The mug floated gently from the kitchen to park itself on a coaster. As it approached through the air, steam billowing from the rim, the bedroom door across the living room flew open, and Belle leapt up to slam her hand down onto the mug. She winced as droplets of scalding tea splashed over the sides.
"Right, I'm going, I'm going. Don't talk to me, I'm late."
Ariadne, wrapped in a thickly padded coat and a giant scarf that could have doubled up as a duvet, hurtled out of her bedroom, always a matter of minutes from mattress to door.
"And I mean it. Don't you dare eat that last croissant. It's got my name on it, and the thought of it is giving me one vague ray of hope to cling to through my meetings of death."

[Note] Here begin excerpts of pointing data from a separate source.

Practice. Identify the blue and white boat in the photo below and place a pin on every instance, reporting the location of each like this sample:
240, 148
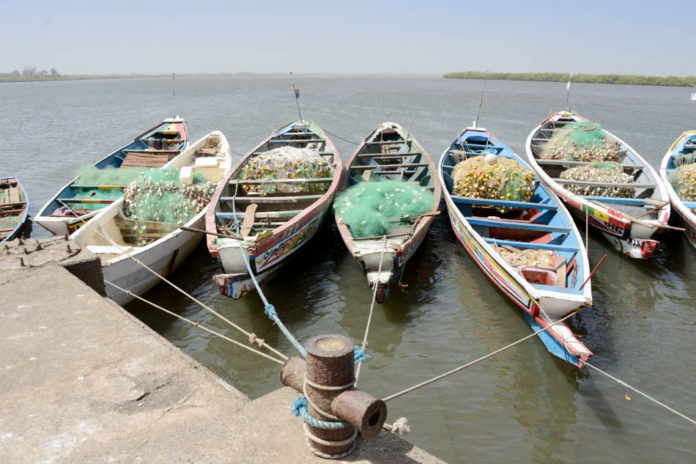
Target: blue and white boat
492, 238
680, 153
14, 207
76, 203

Belle's heart thumped from the adrenaline rush. Luckily, Ari continued to spin like a whirling dervish from key hook to shoe rack, entirely oblivious to Belle's flash of panic.
"That croissant is all that's good in my miserable, hideous life right now."
"You're being ridiculous," Belle called.
"I will murder you in your sleep."
"All right. Staying away from the pastry. I hear you."
Ari's constant faffing at any given time was a contributing factor to Belle's witchery having remained secret for so long. Her hair was wet and hastily braided, leaving damp shadows on her coat as she grabbed the coffee cup waiting on the side, filled earlier by Belle as part of their finely tuned daily routine.
"You better. Late meetings this afternoon, but I'll be home for tea. Love you, love you, bye bye bye bye…" Ari's voice trailed out into the corridor as she slammed the front door behind her.
Belle audibly exhaled as she collapsed back on the cushions. One day, her blood pressure would learn to handle the rush of disguising magic at the last possible second. Blowing on the remaining contents of her mug that wasn't now splashed across the carpet or her pyjamas, she slotted the stack of birthday cards up against a vase. Glancing at the clock, she grimaced. She should probably get a move on, too.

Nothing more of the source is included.